WHO Expert Committee on Drug Dependence, 40.ª reunión, Ginebra -
19 de noviembre de 2020
El CBD no es un estupefaciente
El Tribunal de Justicia de la Unión Europea resuelve que el cannabidiol producido legalmente en un Estado miembro no puede prohibirse en otro, incluso cuando se extrae de la planta entera, porque no constituye estupefaciente según la Convención Única de 1961. Es el punto de inflexión de todo el sector.
Asunto C-663/18 -
Febrero 2021
Entrada en la base de datos CosIng
La Comisión Europea incorpora el cannabidiol derivado de extracto, tintura o resina de cannabis a CosIng, el catálogo oficial de ingredientes cosméticos, junto al cannabidiol sintético. Sus funciones reconocidas son antioxidante, antiseborreico, protector y acondicionador de la piel.
El estatus de nuevo alimento que se menciona con frecuencia afecta únicamente al consumo por vía oral. No se aplica a la cosmética, así que una crema con CBD no necesita esa autorización para venderse en España.

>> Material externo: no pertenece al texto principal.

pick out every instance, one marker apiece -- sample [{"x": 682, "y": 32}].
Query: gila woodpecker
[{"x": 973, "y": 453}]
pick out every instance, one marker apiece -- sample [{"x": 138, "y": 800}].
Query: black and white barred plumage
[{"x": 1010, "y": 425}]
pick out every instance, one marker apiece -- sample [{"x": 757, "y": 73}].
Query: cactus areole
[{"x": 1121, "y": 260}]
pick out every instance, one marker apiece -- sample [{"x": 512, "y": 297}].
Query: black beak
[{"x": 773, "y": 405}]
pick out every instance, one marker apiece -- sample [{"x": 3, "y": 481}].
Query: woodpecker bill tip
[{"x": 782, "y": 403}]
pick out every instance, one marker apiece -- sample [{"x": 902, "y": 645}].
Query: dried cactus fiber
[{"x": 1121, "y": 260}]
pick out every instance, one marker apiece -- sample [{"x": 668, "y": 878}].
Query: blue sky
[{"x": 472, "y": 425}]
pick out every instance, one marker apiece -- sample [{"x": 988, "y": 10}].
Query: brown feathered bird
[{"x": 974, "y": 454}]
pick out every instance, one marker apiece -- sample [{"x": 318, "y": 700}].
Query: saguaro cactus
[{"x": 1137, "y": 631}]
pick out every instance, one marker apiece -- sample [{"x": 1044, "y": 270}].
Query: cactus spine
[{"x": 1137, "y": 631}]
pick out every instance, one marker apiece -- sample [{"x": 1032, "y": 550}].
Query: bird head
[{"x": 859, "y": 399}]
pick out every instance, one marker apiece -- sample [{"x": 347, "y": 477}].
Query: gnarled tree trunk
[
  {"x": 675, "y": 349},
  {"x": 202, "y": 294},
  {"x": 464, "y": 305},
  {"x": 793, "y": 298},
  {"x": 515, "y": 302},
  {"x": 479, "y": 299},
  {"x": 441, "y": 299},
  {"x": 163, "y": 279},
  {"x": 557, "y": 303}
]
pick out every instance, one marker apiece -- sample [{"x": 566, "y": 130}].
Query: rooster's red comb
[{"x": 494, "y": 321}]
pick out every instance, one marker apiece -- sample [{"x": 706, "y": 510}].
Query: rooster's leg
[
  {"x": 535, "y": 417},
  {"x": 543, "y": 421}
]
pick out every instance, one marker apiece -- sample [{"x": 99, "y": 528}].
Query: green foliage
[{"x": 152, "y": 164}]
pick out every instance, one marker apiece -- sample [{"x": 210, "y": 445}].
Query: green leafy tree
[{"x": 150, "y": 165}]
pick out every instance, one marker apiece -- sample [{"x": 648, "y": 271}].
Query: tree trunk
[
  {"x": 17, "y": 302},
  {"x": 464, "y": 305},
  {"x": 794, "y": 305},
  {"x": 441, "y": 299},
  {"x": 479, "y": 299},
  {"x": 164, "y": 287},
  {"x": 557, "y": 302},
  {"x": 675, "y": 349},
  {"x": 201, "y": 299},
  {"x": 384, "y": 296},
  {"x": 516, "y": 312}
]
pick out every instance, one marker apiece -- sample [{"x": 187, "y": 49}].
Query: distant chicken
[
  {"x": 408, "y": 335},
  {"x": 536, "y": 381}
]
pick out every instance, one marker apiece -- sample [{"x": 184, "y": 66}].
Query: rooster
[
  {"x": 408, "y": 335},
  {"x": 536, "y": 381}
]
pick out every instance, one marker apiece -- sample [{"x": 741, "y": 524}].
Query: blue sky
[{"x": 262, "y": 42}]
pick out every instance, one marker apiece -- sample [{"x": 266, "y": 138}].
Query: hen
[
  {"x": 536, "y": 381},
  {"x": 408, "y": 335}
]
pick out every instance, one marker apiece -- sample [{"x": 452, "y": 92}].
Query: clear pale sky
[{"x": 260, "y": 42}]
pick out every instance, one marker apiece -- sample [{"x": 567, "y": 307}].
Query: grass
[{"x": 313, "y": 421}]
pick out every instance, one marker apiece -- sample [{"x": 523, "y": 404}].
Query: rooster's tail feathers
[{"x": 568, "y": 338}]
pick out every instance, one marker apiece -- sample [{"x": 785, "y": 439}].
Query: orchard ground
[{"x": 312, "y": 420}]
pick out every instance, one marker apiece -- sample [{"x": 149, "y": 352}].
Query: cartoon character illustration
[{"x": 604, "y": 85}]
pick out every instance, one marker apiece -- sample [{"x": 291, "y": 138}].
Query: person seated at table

Aquí conviene aclarar una confusión que veo cada semana en la tienda: el aceite de semilla de cáñamo (Cannabis Sativa Seed Oil en el INCI) no contiene cannabidiol. Los cannabinoides están en flores y hojas, nunca en la semilla.
CBD, THC y aceite de semilla de cáñamo: qué los diferencia
Los tres proceden de Cannabis sativa L., pero no son lo mismo ni cumplen la misma función en un cosmético.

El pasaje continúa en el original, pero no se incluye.